The research conducted at Watson Machine provides insights into the importance of developing ethnographic, or insider, perspectives on the changing skills and expectations of workers in the machine-building trade. In addition, this concentrated study of specific work techniques — machining a gear, retrofitting an electrical system for a buncher, or designing a jig to measure thread depths for a strander — also grounds historical change in personal experience. By listening to skilled workers, one better understands how wider national and international economic change leads, for example, to an increase in the demand for fiber-optic machinery (rather than cable-twisting machines), and how, in turn, the production of these machines requires the juxtaposition of traditional knowledge and emergent technology.
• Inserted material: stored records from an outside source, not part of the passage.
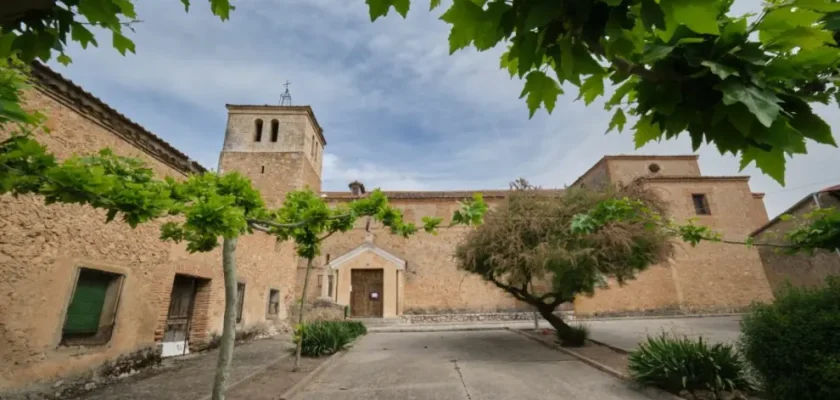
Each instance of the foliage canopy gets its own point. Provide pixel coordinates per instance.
(678, 66)
(526, 248)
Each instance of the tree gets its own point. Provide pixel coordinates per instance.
(308, 220)
(679, 66)
(525, 246)
(815, 230)
(38, 28)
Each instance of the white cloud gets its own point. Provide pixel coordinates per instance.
(398, 111)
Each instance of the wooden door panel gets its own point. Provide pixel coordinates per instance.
(364, 283)
(180, 309)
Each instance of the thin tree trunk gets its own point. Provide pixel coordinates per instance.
(300, 314)
(562, 328)
(229, 329)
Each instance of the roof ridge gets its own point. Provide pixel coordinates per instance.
(49, 80)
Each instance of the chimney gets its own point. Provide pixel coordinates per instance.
(357, 188)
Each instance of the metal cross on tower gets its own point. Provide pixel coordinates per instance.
(286, 97)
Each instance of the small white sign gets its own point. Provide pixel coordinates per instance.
(171, 349)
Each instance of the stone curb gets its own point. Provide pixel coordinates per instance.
(439, 328)
(641, 317)
(611, 347)
(249, 376)
(318, 371)
(650, 392)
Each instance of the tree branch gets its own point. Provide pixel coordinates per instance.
(628, 66)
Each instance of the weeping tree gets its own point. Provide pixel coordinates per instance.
(526, 247)
(308, 220)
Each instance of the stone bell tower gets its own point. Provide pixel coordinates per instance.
(279, 147)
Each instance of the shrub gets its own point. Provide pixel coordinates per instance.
(327, 337)
(794, 343)
(675, 363)
(577, 338)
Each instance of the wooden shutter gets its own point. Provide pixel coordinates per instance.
(86, 306)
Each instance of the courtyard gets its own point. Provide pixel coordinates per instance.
(495, 364)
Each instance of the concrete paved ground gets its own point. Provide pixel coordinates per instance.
(475, 365)
(627, 333)
(191, 377)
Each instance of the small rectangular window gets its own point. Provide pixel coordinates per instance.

Watson Machine is unique as a Paterson institution because it reflects historical, demographic, and corporate changes that have profoundly shaped the contemporary landscape of the city. Watson is Paterson in microcosm: in the evolution of its corporate structure from family-held local company to international corporation; in the increasing ethnic diversity of its workers; and in the firm's physical importance as a high-quality machine-manufacturing plant in the heart of the city. In a larger context, the 150-year history of Watson Machine mirrors the development of the industrial vernacular in America: in the shift from hydraulic- to internal-combustion-powered plants and, more recently, in the transition from electrical technology to fiber optics. These salient technological shifts can easily be charted in Watson Machine's huge vault, where meticulous hand-inked nineteenth-century plans for bunching machines can be found along with computer-generated transparencies for state-of-the-art switching equipment made to order for today's telecommunications industry. While there are other companies in the United States that have histories of comparable importance, few if any in the Paterson area possess the same combination of rich history, continuity of skills and products, and singular documentary resources. The claim can also be made that Watson Machine is an extraordinary cultural resource because it reflects important facets of the city's character: like Paterson, it has always shown resilience and adaptability when buffeted by the winds of change.10
Finally, the microanalysis of skills within a particular trade holds great promise for the study of community history wherever it might be applied. The working people who informally create the contexts within which goods and services are produced in our industrial society have first-hand knowledge of economic, technical, and cultural experiences that no historical, social, cultural, or psychological abstraction can adequately interpret.